1. Reply later, and 2. Keep aside

Some use cases where these features fit in:

  • Reply later: This is helpful when I know I need to get back with a response to an email, but now is not the correct time. I stash the email away to reply later and then reply when I have time.
  • Keep aside: I find this useful for cases like waiting for a settlement to process or maybe some purchase that for which I’ll get a final confirmation a few days later.

Also, there were times where I moved an email from keep aside to reply later when I didn’t hear back from the sender in a few days.

In a sense, both features go hand in hand to make your email processing easier.

It feels good not to have to apply hacks to get something done.

As Jason Fried likes to say:

HEY is all about workflows, not workarounds.

Aside from all these great features, HEY is not a total joyride. It has its share of quirks.

There’s room for improvement

HEY is still at a very early stage. Therefore, it’s safe to say that there will be a lot of iterations in the future, which will make the product even better.

As of now, here are the things about HEY that I don’t wholly enjoy:

The UI

When I first saw HEY, I was convinced that I’d ditch it after a few days of use.

I’m more of a clean and sharp design kind of guy. HEY was playful and bold.

I was wrong.

After using HEY for about two days, the UI grew on me. The boldness and fun aspect of the UI made me excited about email once again.

I can’t remember when I was as excited to email someone as I am right now. Email is fun again.

There are still some parts of the UI that I haven’t been able to accept. One of them is the dark mode.

Take this email, for example:

It’s not exactly a dark mode

It’s only a partial dark mode.

I would have preferred a full dark mode here. I don’t know what the thought process was behind this UI decision, but I’m guessing it’s done to display the email content colours correctly.

But this block just stands out like a blast of light in a sea of darkness.

The email editor is okay-ish

HEY’s email editor is good enough for most people who are used to formatting by clicking menu buttons.

I’m more of a markdown guy. I fluently format my content as I write.

I’m not saying make the editor markdown compatible, but at least have some basic auto-formatting like convert * to a list item on pressing the spacebar.

Hope HEY will add some fluent formatting support in the future.

I have to check my spam box regularly

I have faced a notable bug on HEY where transaction emails from my bank goes straight into the spam box.

You know what’s nuts?

I have already marked emails from my bank, using the same sender address to land on my paper trail page.

Even after that, some of my transaction emails are wrongly marked as spam.

I have already reported this issue to HEY’s customer support.

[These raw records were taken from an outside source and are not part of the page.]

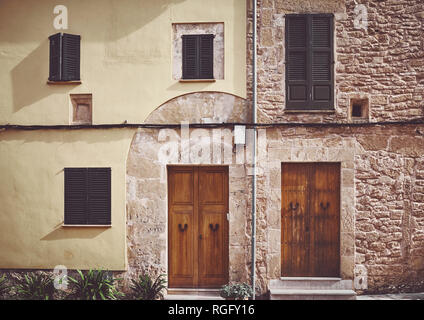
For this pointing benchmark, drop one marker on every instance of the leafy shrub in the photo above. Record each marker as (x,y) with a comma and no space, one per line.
(34,286)
(94,285)
(144,288)
(4,286)
(237,291)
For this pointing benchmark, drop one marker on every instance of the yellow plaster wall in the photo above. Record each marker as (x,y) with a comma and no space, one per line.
(126,56)
(32,199)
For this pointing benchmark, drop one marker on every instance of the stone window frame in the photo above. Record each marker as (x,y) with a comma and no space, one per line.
(81,99)
(189,28)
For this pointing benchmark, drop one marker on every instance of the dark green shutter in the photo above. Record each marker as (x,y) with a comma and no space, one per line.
(88,196)
(321,53)
(297,86)
(190,57)
(99,200)
(309,61)
(206,56)
(55,57)
(76,195)
(198,56)
(70,57)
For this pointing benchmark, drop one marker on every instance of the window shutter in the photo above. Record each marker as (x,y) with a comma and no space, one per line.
(70,57)
(75,195)
(309,61)
(99,196)
(322,61)
(297,86)
(206,56)
(190,57)
(55,57)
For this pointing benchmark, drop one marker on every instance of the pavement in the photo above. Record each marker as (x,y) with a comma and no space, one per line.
(397,296)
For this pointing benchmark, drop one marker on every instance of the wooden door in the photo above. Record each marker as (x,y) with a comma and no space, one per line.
(198,226)
(310,219)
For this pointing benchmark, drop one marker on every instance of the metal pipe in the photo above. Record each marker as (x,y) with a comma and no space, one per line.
(254,100)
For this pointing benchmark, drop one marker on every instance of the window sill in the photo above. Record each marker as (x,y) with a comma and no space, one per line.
(197,80)
(87,225)
(73,82)
(310,111)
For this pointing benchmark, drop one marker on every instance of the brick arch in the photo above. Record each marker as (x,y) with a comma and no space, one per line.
(193,107)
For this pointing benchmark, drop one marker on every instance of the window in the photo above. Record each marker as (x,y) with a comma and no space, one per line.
(87,196)
(309,62)
(64,57)
(81,108)
(198,56)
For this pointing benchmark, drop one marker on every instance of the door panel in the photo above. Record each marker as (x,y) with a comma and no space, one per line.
(181,232)
(324,213)
(202,248)
(310,230)
(294,249)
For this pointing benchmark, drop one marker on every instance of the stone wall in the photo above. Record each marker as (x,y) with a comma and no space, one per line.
(384,63)
(382,195)
(147,204)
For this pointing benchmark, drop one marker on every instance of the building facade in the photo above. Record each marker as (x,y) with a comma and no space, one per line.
(133,164)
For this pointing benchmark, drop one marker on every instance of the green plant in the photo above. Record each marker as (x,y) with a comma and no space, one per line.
(34,286)
(4,286)
(237,291)
(144,288)
(94,285)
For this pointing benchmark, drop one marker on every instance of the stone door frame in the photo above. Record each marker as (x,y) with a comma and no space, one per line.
(300,149)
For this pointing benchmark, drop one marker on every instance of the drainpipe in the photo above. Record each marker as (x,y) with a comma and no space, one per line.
(254,76)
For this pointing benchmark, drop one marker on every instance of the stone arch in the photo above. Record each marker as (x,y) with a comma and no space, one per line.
(146,179)
(195,107)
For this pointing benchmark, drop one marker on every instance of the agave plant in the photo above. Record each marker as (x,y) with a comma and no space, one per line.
(144,288)
(34,286)
(4,286)
(236,291)
(94,285)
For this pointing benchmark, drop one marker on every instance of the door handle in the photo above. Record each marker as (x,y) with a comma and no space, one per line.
(214,228)
(182,229)
(324,207)
(293,208)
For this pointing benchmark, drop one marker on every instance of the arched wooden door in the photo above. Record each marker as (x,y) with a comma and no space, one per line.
(310,219)
(197,226)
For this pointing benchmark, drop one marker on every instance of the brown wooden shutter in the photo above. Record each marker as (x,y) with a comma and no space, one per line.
(309,61)
(206,56)
(297,89)
(88,196)
(190,57)
(75,195)
(55,68)
(70,57)
(321,53)
(99,196)
(198,56)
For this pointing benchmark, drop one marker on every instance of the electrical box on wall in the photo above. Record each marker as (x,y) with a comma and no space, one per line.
(239,134)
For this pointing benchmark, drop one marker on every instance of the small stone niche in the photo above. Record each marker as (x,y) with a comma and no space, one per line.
(82,106)
(359,109)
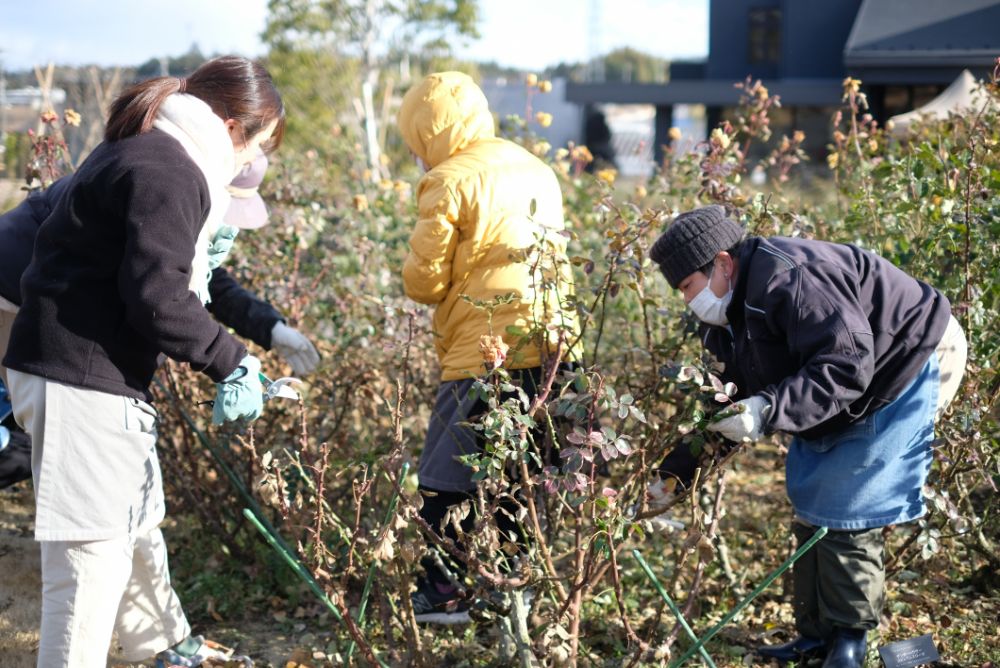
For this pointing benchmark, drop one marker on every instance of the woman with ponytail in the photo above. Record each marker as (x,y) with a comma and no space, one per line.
(119,279)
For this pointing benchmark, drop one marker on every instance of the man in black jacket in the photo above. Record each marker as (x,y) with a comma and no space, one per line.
(231,304)
(854,358)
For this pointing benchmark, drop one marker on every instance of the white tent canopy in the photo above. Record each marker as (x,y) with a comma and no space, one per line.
(962,94)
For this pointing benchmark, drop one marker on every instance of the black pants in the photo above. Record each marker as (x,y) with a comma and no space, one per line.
(436,502)
(840,582)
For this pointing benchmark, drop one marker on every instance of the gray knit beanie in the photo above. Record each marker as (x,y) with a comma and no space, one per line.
(692,241)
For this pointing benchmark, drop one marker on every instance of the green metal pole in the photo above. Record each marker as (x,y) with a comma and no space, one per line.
(293,563)
(299,569)
(226,469)
(670,604)
(363,606)
(756,592)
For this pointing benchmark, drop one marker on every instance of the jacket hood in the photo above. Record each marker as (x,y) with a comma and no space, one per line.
(443,114)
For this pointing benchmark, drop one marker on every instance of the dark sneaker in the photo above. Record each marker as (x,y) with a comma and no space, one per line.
(431,605)
(209,654)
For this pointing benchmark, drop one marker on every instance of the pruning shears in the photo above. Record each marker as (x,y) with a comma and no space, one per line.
(279,388)
(272,389)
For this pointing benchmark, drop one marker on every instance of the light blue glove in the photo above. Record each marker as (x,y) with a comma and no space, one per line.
(221,244)
(241,395)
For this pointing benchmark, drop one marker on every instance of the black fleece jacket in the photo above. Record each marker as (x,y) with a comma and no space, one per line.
(107,291)
(827,333)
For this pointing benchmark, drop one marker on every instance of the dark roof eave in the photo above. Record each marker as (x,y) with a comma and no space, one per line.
(955,57)
(717,93)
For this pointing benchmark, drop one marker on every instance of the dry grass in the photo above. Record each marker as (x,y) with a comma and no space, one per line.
(20,583)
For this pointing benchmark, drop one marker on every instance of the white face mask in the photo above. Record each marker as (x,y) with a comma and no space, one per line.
(710,309)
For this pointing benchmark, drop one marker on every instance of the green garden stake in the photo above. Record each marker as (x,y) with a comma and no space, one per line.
(227,470)
(299,569)
(673,606)
(363,606)
(699,645)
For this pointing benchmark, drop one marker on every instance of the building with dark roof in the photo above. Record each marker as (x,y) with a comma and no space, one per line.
(904,51)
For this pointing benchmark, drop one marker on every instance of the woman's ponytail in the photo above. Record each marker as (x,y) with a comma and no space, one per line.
(234,87)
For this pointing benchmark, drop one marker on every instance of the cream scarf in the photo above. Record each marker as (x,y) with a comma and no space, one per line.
(206,141)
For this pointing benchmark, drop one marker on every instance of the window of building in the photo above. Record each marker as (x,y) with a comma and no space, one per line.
(765,35)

Hopefully they will be able to fix this soon.

Apart from these tiny hiccups, HEY has been a fresh experience for me.

Update: After reaching out to HEY support, they replied back that they have improved their spam algorithm to prevent these issues. I can confirm that none of my important emails land in spam anymore.

A note here for HEY newbies:

I don’t recommend forwarding emails to HEY

For a lot of people, including me, ditching our old email is not an option.

Forwarding emails from an old provider to HEY is the most natural path to get new emails on a @hey.com address without having to change email address everywhere.

There’s a downside to this approach.

If you still have all of your services linked to a free email like Gmail and just forwarding everything to HEY, you’re basically:

Paying for email with both data and money.

No matter how private and secure your HEY email is, Google or Yahoo are still reading and collecting your data for their ads platform.

If you’re using HEY, use it properly.

I’m dealing with this leak by taking some time out of my schedule to update my email everywhere I can.

This approach ensures my emails don’t pass through a data collection pipeline and stays private.

Should you move to HEY?

It depends on your requirements.

I don’t have any top-secret emails to hide from the government. But I don’t want my personal and financial data being crunched for numbers and used to blast me with ads wherever I go.

Cherry on top?

HEY’s workflow fit mine almost perfectly. It was a win-win for me.

Worth every penny of the $99 I spent on HEY.